Rose (34) from Amsterdam was so emotional after visiting the exhibition that she could barely get a word out between her tears.
Ellen Rosenstein took her wheelchair-bound husband to see the museum on opening day. The 70-year-old born and raised Amsterdammer, who is Jewish, points to the Hollandsche Schouwburg across the street, telling me her father escaped over the roof of the former theatre that served as the last stop for tens of thousands of Dutch Jews before they were shipped to concentration camps.
“It’s a sad story,” she says of what happened to Holland’s Jews. “It would be nice if the museum wasn’t necessary to have here, but it is very necessary to have it here.”
Retiree Sien (67) from Middelburg says the museum does a good job showing why people do what they do, making choices between good and evil. “You just need simple measures, every day a little bit more, and then people are not seen as people anymore,” she says. “And we see it happening now in Gaza and Sudan and the US, what can happen if someone like Trump comes along. You see it everywhere. It’s good there were protests because it’s very important to see also what happens in Palestine and Israel, what Israel and Hamas do.”
The Occupation
When I was in the West Bank a decade ago on a Swedish NGO-organised trip to see the conflict from an international humanitarian law perspective, I witnessed some of the effects of occupation first-hand.

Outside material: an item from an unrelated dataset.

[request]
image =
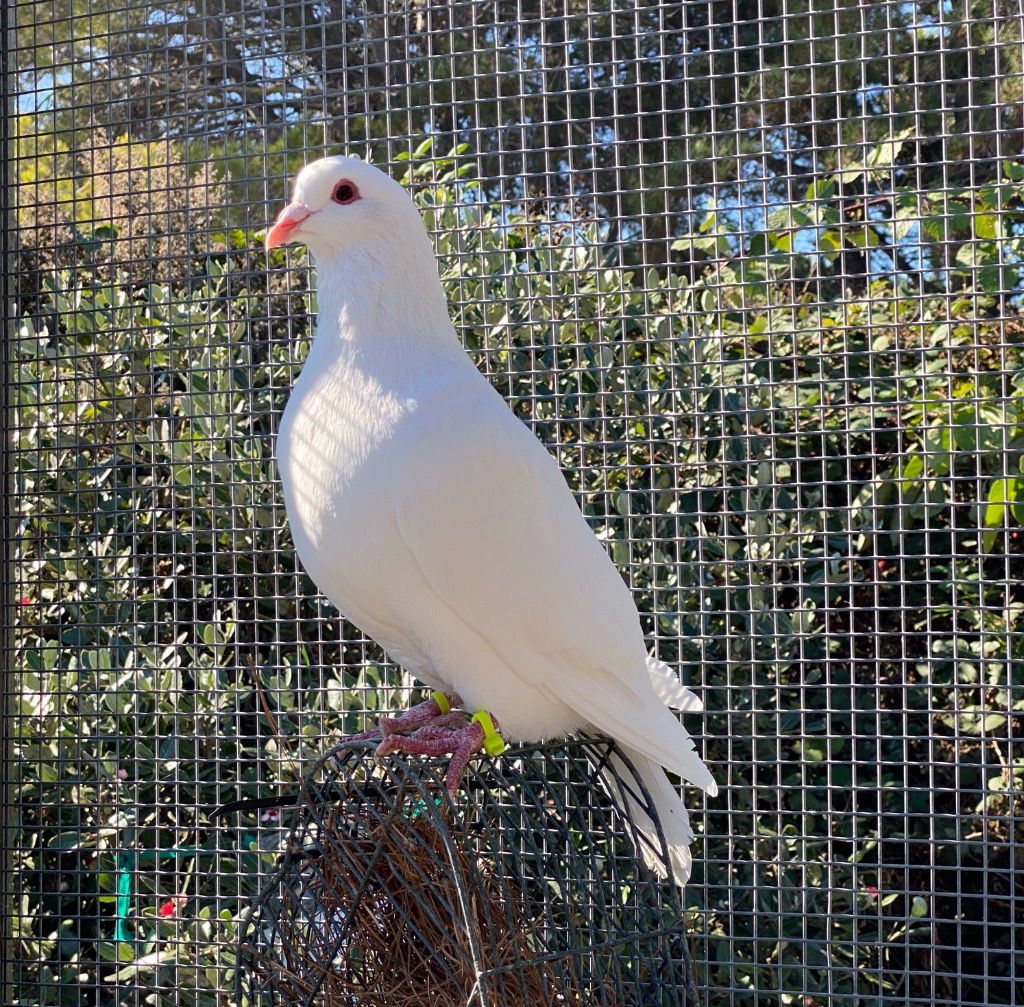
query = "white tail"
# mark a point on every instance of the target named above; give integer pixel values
(667, 804)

There were the roads only Israelis and us foreigners could travel on and the other ones open to Palestinians. There was our fixer who we could never take out to dinner because if she wasn’t back in Ramallah by the night-time curfew, she’d lose her right to work in Israel. There is one civilian justice system for Israeli citizens, another separate military court system for Palestinians.
When Gringoud talks about the rights of Jews in the Nazi-occupied Netherlands being slowly stripped away until they were non-citizens, I can’t help think of the Palestinians I met in the West Bank. I cannot see the museum in a historical vacuum. In fact, I’m wondering if the Netherlands’ newest museum will serve as a blueprint for the museums of current and future war crimes victims.
In my darker moments, it makes me wonder why museums bother documenting a past at all when nothing ever changes in the present. Walking through the museum’s exhibitions, I’m reminded that we humans never learn, except maybe what to expect. (And even then, add on two atrocities you never thought were possible. As in flying a plane full of people into a building full of people. For example.)
Never again is always.
“What do you want people who come to this museum to walk away with?” I asked Gringoud.
“I want people not to be indifferent,” she tells me. “I want people to think about what humans can do to other humans. And also, to determine what is their role in our society. To be caring. That’s what I want them to walk away with.”
Sounds very much like the present to me.